Account-based marketing builds upon relationships with high-level contacts within an organization - ones with decision-making authority - to cross-sell, up-sell or gain incremental business through brand advocacy. Rather than casting a wide net, you seek out and target the most likely prospects. Therefore, in order to distinguish yourself among competitors in an era where the internet and digital tech commoditizes B2B sellers, you’ll need to make those relationships meaningful and productive. You need to impress the prospect with your knowledge of their business, your commitment to their success, while also discerning their specific pain points by which to contextualize potential contributions of your products or services.

While we can’t always determine our initial contacts within the organization, we can frame our engagement in terms that demonstrate clear room for added value, so that we can further the conversation to include contacts with buying authority or they are brought in by our initial contact.
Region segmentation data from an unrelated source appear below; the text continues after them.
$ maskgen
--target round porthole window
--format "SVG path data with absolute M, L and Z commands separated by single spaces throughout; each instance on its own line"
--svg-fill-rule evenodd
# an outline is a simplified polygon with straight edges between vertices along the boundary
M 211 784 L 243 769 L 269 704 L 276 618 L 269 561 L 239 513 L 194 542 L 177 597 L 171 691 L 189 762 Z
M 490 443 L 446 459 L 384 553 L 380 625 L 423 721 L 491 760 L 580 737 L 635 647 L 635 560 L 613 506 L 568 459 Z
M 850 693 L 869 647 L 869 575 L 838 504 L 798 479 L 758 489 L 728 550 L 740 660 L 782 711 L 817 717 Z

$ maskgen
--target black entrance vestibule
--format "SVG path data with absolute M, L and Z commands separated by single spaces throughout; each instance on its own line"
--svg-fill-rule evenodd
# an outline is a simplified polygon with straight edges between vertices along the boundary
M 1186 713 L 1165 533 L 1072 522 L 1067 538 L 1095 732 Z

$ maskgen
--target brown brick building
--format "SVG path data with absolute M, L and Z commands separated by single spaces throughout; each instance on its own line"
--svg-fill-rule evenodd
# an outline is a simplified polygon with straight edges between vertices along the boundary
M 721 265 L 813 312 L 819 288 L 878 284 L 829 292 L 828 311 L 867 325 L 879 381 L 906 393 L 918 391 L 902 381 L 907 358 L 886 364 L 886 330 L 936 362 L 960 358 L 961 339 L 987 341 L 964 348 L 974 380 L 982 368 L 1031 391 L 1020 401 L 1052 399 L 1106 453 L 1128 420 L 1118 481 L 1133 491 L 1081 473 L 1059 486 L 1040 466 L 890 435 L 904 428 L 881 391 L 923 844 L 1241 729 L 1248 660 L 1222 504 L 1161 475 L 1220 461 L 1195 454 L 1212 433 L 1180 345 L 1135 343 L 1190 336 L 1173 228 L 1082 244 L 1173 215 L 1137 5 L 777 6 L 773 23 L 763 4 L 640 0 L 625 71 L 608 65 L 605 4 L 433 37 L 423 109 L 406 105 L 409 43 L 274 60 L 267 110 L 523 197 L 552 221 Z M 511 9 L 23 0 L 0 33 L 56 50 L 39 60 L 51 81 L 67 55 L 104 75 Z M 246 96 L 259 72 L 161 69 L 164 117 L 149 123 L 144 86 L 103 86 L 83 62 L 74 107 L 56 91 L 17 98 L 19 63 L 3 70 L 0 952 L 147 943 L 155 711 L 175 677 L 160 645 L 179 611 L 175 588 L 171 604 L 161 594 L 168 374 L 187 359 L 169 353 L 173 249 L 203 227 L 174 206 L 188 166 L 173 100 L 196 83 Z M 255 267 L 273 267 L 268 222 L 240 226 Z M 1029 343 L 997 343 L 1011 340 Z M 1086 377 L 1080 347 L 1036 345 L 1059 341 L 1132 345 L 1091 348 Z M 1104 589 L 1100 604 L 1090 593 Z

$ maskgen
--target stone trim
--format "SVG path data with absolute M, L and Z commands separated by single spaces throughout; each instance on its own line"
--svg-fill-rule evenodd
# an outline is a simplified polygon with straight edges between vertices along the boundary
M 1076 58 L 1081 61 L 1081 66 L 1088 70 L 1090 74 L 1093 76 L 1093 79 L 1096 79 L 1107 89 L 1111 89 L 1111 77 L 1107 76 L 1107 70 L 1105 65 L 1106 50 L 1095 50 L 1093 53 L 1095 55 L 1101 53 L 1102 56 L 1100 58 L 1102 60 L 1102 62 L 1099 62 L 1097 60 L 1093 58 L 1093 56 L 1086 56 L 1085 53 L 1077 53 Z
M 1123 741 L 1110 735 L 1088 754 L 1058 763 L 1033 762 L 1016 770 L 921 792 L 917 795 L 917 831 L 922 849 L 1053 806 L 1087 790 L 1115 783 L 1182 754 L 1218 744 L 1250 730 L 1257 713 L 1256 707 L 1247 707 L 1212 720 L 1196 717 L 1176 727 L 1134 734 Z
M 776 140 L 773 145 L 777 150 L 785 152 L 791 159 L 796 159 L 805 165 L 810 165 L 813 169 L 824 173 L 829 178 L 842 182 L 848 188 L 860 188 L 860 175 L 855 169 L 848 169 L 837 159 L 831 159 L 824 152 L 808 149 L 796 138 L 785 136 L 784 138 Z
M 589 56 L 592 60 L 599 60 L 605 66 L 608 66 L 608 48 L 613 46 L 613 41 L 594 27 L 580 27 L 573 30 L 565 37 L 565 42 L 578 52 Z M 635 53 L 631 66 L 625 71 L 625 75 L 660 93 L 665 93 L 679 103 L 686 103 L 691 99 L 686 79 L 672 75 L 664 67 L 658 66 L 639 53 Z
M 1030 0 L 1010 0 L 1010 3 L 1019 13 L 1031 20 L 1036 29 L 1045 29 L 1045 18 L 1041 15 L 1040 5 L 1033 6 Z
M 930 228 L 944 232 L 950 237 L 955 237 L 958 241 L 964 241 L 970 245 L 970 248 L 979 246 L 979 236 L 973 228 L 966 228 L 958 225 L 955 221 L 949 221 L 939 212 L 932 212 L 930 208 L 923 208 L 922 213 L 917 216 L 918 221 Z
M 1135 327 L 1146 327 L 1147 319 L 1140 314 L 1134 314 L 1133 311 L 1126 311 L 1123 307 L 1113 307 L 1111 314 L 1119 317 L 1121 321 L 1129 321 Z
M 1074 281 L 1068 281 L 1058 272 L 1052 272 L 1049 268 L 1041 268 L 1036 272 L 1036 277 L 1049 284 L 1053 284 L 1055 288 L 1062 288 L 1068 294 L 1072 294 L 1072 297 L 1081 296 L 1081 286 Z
Building a sense of the target account’s business context requires understanding some general criteria which is circumstantial and peculiar to their industry, company and pains. These data points include the following:

Goals

Find out what your prospect is aspiring to do within a timeframe (quarter, year, multi-year period). This might include their top priorities, such as product rollouts, revenue goals, expansion into a region or product space. You can build rapport on a personal level but in the early stages it’s best to keep the subject matter pertinent to the business relationship.

Plans

Get a sense of how they intend to pursue their goal, and how your company factors into whatever strategy they will implement. If their business pain has existed for some time, inquire what their previous plans were to address it, how the source of the pain arose, why the old plan wouldn’t succeed now or how they think your solution is a better, longer-term fix. Learn what makes them think their plan will succeed, whether they have a backup plan, and listen for red flags that sound like they’re displacing blame for past failures on foreseeable circumstances. You don’t need to poke holes in their plan anywhere you can, but add value to the conversation by asking if they accounted for certain externalities, whether they have enough resources to implement the plan, and if they’re open, share experiences about past clients who faced similar challenges or implemented similar strategies, if you have them. Obviously don’t breach any NDAs!

Challenges

Identify the chief hurdles your prospect faces or will face in implementing their plan. If there’s a challenge they’ve been unable to overcome for some time (most likely related to their pain point) this will allow you to privately evaluate whether their plan and your solution would be able to resolve it. Again, feel free to offer your recommendations if you feel the prospect is open to hearing them. Ask them how they would adapt their plan if they felt it wasn’t yielding the results they desired in the timeframe they needed.

Stakes

Learn what’s to be gained or lost if the prospect succeeds or fails to reach their main goals. Is this an existential issue for the company? How would either outcome affect them personally and professionally, e.g. would they gain more resources or a promotion for success, could they face demotion or termination for failure? Of course, tread carefully on these issues, but getting the answers would give you a sense of their own buy-in.

Timeline

You remember this one from BANT. Re-evaluate their timeframe in context of what you learned. Learn how soon your prospect is interested in choosing a solution. Beyond that, the timeline by which the prospect needs to see results, their milestones for plan implementation, where other priorities fall within this timeframe, and so forth.

Evaluating these criteria is an essential element of account-based marketing. A talented marketer or sales rep - or both, working in close alignment - can obtain a complete picture of a prospect’s circumstances, goals, intentions and chances of success. This doesn’t merely set the groundwork for a closed sale - rather, it builds the foundation for a long-term, mutually beneficial relationship.